The Gulf of Mexico is one of the most productive fishing grounds in the world. The commercial fish and shellfish harvest from the states lining the Gulf totaled 1.6 billion pounds and was valued at $754 million in 2012. And recreational fishermen bring in even more business to the region. More than 20.7 million people visited the Gulf specifically for fishing trips. Those people spend money on food, hotels and souvenirs.
In the Chesapeake Bay, oyster harvests are less than 1 percent of historical levels due in part to changes in water quality. That said, the industry is still incredibly valuable. During the 2009-2010 season, the oyster harvest was valued at $4.4 million in Maryland and $5.1 million in Virginia. Most of the oyster farms along the East Coast are family-owned and provide hundreds of jobs to community residents. And those jobs support the jobs of others, including school teachers, grocery store owners, doctors and truck drivers.
Now, imagine the economic consequences that would be felt if the dead zones continued to take over bigger portions of our waterways and in a more permanent sense. Our fishing industry would collapse, costing real people their livelihoods and coastal communities their ability to survive.
These attorneys general may think they have the best interests of Americans in mind when challenging efforts to restore Chesapeake Bay, but their narrow view puts thousands of jobs and a significant U.S. industry at risk. Agriculture vs. fishing? It’s a false dichotomy. We can have both.

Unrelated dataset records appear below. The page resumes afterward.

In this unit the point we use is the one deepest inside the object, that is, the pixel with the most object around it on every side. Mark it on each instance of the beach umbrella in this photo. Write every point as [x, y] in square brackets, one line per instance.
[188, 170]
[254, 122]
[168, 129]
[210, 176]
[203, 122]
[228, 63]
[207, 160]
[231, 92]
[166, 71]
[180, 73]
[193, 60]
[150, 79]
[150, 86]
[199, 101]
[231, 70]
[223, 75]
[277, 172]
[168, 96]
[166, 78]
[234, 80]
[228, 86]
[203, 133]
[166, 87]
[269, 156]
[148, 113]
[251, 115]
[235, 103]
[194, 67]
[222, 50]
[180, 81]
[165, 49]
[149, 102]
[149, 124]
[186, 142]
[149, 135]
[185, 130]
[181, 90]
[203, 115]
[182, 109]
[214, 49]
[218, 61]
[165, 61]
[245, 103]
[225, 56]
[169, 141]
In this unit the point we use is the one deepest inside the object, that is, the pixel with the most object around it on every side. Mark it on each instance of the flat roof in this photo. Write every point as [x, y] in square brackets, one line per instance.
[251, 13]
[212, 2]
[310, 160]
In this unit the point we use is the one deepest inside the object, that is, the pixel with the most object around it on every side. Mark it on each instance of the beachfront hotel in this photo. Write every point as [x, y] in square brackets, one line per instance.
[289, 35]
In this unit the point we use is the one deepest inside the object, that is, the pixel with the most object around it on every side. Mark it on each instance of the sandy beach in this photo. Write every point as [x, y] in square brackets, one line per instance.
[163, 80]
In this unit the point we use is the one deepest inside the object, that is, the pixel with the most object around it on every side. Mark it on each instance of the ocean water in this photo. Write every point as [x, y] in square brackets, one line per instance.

Join me in telling these state attorneys general to end the lawsuit against the U.S. EPA, for the sake of the economy, the fishing industry and the environment. They should allow the restoration of the Chesapeake to continue. I couldn’t agree more with Will Baker, president of the Chesapeake Bay Foundation, who was quoted in The Washington Post, “…don’t tell us how to restore clean water in our backyard. Together, we are well on our way to making our rivers and streams safer, improving habitat, protecting human health, and strengthening local economies.”